Namely, the U.S. central bank announced Wednesday it will start hiking its benchmark interest rates by the end of 2023, a year earlier than planned.

Lower interest rates helped to pull Bitcoin and the U.S. stock market out of their bearish slumber. The benchmark cryptocurrency jumped from $3,858 in March 2020 to almost $65,000 in April 2021 as the Fed pushed lending rates to the 0%-0.25% range.

Meanwhile, the S&P 500 index rose more than 95% to 4,257.16 from its mid-March 2020 peak. Dow Jones and Nasdaq rallied similarly, as shown in the chart below.

Bitcoin, Nasdaq Composite, S&P 500, and Dow Jones rose in sync after March 2020 crash. Source:

And this is what happened after the Federal Reserve’s rate-hike announcement on Wednesday…

Bitcoin and the US stock market plunged after the Fed’s rate hike update. Source:

Meanwhile, the U.S. dollar index jumped to its two-month high, hinting at a renewed appetite for the greenback in global markets.

U.S. dollar index jumped up to 2.06% after rate hike announcement. Source:

Popular on-chain analyst Willy Woo said on Friday that a stock market crash coupled with a rising dollar could increase Bitcoin’s bearish outlook. 

“Some downside risk if stonks tank, a lot of rallying in the DXY (USD strength) which is typical of money moving to safety,” he explained. 

Michael Burry, the head of Scion Asset Management, also sounded the alarm on an imminent Bitcoin and stock market crash, adding that when crypto markets fall from trillions, or when meme stocks fall from billions, the Main Street losses will approach the size of countries.

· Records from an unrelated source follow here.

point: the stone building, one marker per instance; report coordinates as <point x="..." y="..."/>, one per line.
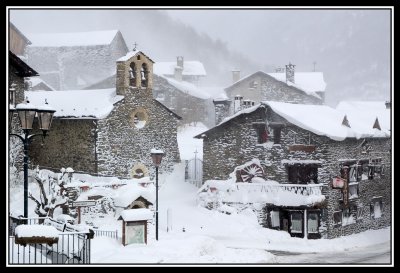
<point x="72" y="61"/>
<point x="110" y="131"/>
<point x="324" y="173"/>
<point x="288" y="86"/>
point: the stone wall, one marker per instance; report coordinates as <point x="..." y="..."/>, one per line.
<point x="235" y="143"/>
<point x="269" y="89"/>
<point x="70" y="143"/>
<point x="122" y="146"/>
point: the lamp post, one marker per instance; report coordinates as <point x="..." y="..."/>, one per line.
<point x="157" y="155"/>
<point x="26" y="113"/>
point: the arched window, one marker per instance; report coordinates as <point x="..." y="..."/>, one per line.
<point x="144" y="71"/>
<point x="132" y="74"/>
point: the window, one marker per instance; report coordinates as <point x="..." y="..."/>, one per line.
<point x="302" y="173"/>
<point x="312" y="222"/>
<point x="132" y="74"/>
<point x="139" y="118"/>
<point x="337" y="218"/>
<point x="349" y="216"/>
<point x="360" y="213"/>
<point x="376" y="208"/>
<point x="262" y="134"/>
<point x="274" y="218"/>
<point x="296" y="222"/>
<point x="12" y="97"/>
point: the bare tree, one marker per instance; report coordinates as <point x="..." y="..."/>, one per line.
<point x="56" y="197"/>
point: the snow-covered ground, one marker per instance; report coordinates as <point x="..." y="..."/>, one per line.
<point x="189" y="233"/>
<point x="198" y="235"/>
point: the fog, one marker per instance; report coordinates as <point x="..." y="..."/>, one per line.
<point x="351" y="47"/>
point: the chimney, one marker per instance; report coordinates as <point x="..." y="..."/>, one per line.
<point x="179" y="61"/>
<point x="178" y="73"/>
<point x="290" y="72"/>
<point x="238" y="103"/>
<point x="235" y="75"/>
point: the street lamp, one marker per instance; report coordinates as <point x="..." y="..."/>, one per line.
<point x="157" y="155"/>
<point x="26" y="113"/>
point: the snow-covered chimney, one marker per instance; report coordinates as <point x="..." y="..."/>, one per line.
<point x="238" y="103"/>
<point x="235" y="75"/>
<point x="221" y="107"/>
<point x="290" y="72"/>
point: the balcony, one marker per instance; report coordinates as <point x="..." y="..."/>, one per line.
<point x="277" y="194"/>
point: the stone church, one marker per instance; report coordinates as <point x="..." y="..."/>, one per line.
<point x="109" y="131"/>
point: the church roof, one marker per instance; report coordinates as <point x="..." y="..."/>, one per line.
<point x="190" y="68"/>
<point x="90" y="38"/>
<point x="77" y="103"/>
<point x="327" y="122"/>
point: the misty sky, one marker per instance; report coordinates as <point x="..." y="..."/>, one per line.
<point x="351" y="47"/>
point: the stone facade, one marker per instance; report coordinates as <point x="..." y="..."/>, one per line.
<point x="119" y="144"/>
<point x="235" y="142"/>
<point x="75" y="67"/>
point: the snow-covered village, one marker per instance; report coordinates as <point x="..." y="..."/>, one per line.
<point x="199" y="137"/>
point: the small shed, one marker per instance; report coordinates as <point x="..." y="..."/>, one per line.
<point x="134" y="225"/>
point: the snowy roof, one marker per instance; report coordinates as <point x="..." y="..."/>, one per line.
<point x="36" y="230"/>
<point x="131" y="54"/>
<point x="265" y="192"/>
<point x="77" y="103"/>
<point x="125" y="195"/>
<point x="366" y="111"/>
<point x="36" y="81"/>
<point x="90" y="38"/>
<point x="188" y="88"/>
<point x="306" y="81"/>
<point x="321" y="120"/>
<point x="327" y="121"/>
<point x="136" y="215"/>
<point x="190" y="68"/>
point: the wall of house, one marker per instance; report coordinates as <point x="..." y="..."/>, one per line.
<point x="122" y="146"/>
<point x="269" y="89"/>
<point x="236" y="143"/>
<point x="70" y="143"/>
<point x="71" y="68"/>
<point x="190" y="108"/>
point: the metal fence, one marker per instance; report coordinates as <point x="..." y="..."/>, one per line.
<point x="194" y="172"/>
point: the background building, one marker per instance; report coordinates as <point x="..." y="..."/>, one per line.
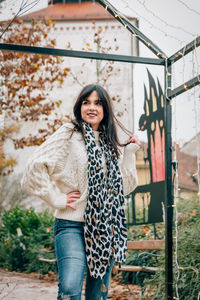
<point x="80" y="25"/>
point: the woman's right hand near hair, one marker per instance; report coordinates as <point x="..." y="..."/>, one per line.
<point x="72" y="197"/>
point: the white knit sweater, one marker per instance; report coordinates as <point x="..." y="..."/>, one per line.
<point x="59" y="166"/>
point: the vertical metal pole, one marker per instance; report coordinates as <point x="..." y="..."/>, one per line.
<point x="132" y="91"/>
<point x="169" y="189"/>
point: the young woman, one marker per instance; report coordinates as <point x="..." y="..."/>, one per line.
<point x="77" y="171"/>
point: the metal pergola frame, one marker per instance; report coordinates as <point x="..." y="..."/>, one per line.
<point x="166" y="63"/>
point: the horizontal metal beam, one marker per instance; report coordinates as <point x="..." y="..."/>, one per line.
<point x="185" y="50"/>
<point x="134" y="30"/>
<point x="184" y="87"/>
<point x="82" y="54"/>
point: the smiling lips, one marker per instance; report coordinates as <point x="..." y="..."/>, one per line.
<point x="91" y="115"/>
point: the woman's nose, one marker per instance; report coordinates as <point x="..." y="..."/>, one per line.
<point x="92" y="106"/>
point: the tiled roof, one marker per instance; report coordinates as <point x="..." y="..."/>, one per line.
<point x="70" y="11"/>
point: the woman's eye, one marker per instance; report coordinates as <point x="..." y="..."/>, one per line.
<point x="99" y="102"/>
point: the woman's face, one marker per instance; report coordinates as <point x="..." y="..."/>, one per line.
<point x="92" y="110"/>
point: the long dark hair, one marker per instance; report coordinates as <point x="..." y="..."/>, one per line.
<point x="108" y="124"/>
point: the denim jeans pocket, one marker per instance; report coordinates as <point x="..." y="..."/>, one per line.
<point x="61" y="225"/>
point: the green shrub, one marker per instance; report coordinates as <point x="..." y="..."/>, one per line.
<point x="186" y="277"/>
<point x="23" y="234"/>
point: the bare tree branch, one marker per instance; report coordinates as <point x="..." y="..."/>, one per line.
<point x="24" y="7"/>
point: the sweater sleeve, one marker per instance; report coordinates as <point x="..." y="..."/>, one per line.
<point x="36" y="179"/>
<point x="128" y="168"/>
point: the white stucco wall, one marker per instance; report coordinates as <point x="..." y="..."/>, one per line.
<point x="120" y="83"/>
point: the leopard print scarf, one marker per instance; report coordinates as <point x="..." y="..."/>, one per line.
<point x="105" y="229"/>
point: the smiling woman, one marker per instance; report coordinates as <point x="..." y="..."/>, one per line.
<point x="78" y="173"/>
<point x="92" y="110"/>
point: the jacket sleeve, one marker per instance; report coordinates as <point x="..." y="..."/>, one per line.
<point x="128" y="168"/>
<point x="36" y="179"/>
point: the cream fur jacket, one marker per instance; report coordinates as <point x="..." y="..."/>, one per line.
<point x="59" y="166"/>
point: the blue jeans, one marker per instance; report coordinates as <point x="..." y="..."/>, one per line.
<point x="72" y="265"/>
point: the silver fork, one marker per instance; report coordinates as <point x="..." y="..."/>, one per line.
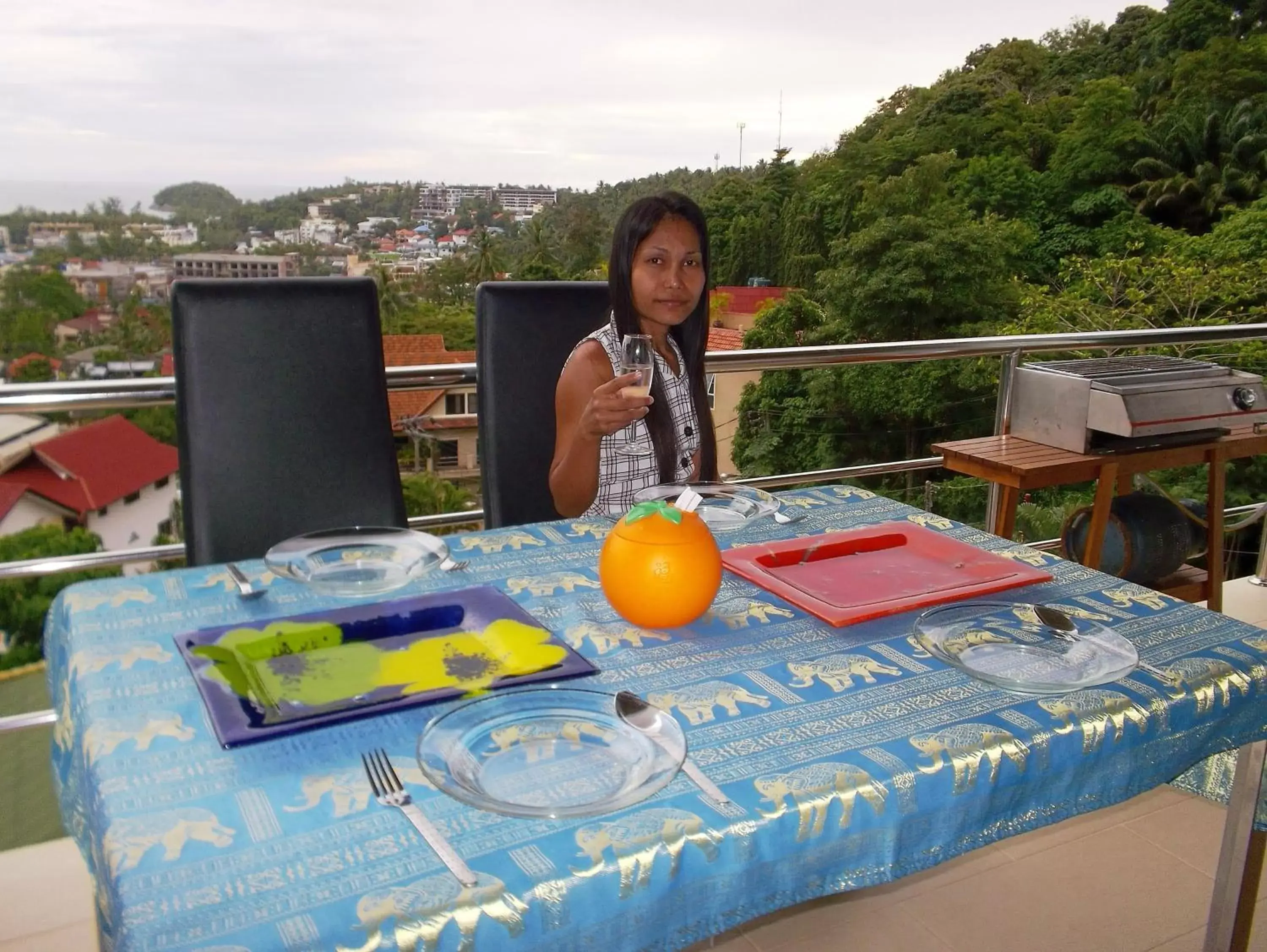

“The problem with crypto, as in most things, is the leverage,” he tweeted. “If you don’t know how much leverage is in crypto, you don’t know anything about crypto.”

Burry deleted his tweets later.

Some bullish hopes

Away from the price action, Bitcoin’s adoption continues to grow, an upside catalyst that was missing during the March 2020 crash.

On Friday, CNBC reported that Goldman Sachs has started trading Bitcoin Futures with Galaxy Digital, a crypto merchant bank headed by former hedge fund tycoon Mike Novogratz. The financial news service claimed that Goldman’s call to hire Galaxy as its liquidity provider came in response to increasing pressure from its wealthy clients.

Related: Hawkish Fed comments push Bitcoin price and stocks lower again

Damien Vanderwilt, co-president of Galaxy Digital, added that the mainstream adoption would help Bitcoin lower its infamous price volatility, paving the way for institutional players to join the crypto bandwagon. Excerpts from his interview with CNBC:

“Once one bank is out there doing this, the other banks will have [fear of missing out] and they’ll get on-boarded because their clients have been asking for it.”

Earlier, other major financial and banking services, including Morgan Stanley, PayPal, and Bank of New York Mellon, also launched crypto-enabled services for their clients.

Is Bitcoin in a bear market? 

Referring to the question “are we in a bear market?” Woo said that Bitcoin adoption continues to look healthy despite the recent price drop. The analyst cited on-chain indicators to show an increasing user growth and capital injection in the Bitcoin market.

He also noted that the recent Bitcoin sell-off merely transported BTC from weak hands to strong hands. 

7-day moving average of coins moving between strong and weak hands. Source: Willy Woo

Woo reminded:

“My only concern for downside risk is if we get a major correction in equities which will pull BTC price downwards no matter what the on-chain fundamentals may suggest. Noticing USD strength on the DXY, which suggest some investors moving to safety in the USD.”